Article Database

Sounds
August 19, 1989

Author: Andy Ross

All trashed up and nowhere to go

Alice Cooper
'Trash'

(Epic 4651301/CD) ** 1/2

Woodstock, bloody woodstock. Not that Alice Cooper was there of course. On the contrary, nigh on two decades back, Alice Cooper represented a genuinely threatening, subversive alternative to all that hippy detritus (and at Woodstock most of the acts were, and still are, unmitigated drivel).

Then, Alice Cooper rubbed shoulder with label affiliates The Mothers Of Invention and Captain Beefheart, and released an album called 'Pretties For You', which featured a sleeve illustration of a young lady waving her knickers in a guy's face. More anarchistically still, the singer - a man - called himself Alice. Wild or what?

Alice Cooper is not a woman's name any longer. The meaning, as with the threat, is long gone. With 'Trash' the primer mover behind those still challenging pop landmarks, 'School's Out' and 'Elected', has seen the light and switched it on. Old hits and past glories don't necessarily add up to a great pension - 'Trash' does. 'Trash' is a Bon Jovi album with the occasional concession to the raw, undiluted rock and roll of Cher.

If you like 'Poison', you'll like 'Trash'. 'Poison' ('Livin' On A Prayer') opens the album. By track three it's back again, this time masquerading under the title 'House Of Fire' ('Livin' On A Prayer'). the best Bon Jovi track, though, opens side two and is called 'Bed Of Nails'. A particularly good pop song (gosh). The one track which doesn't sound in the least like Bon Jovi, 'Hell Is Living Without You', is - with a perverse logic - the one actually co-written by Jon Boy.

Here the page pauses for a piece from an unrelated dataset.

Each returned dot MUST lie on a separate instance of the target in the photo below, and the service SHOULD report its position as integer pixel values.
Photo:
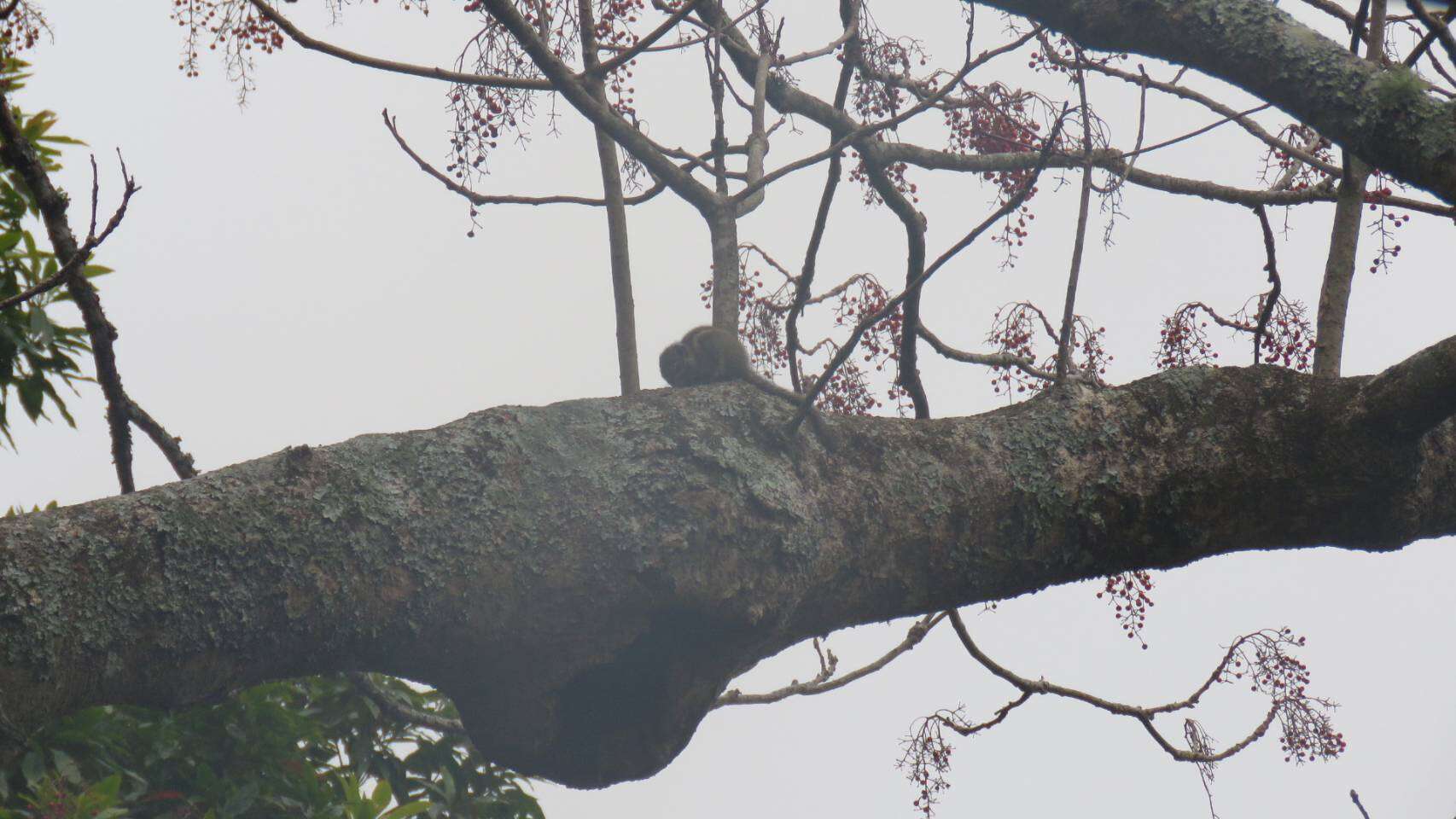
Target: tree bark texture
(1385, 117)
(584, 578)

Of course the material on this album is pretty good, as far as it goes. In its own way, a fine song like 'This Maniac's In Love With You' is as predictable as any PWL product, with the wild card extra ingredient of humour.

'Trash' is so safe - Tina Turner could comfortably cover every track. And yes, now Alice could play Woodstock. Danger, excitement - Alice doesn't live there any more.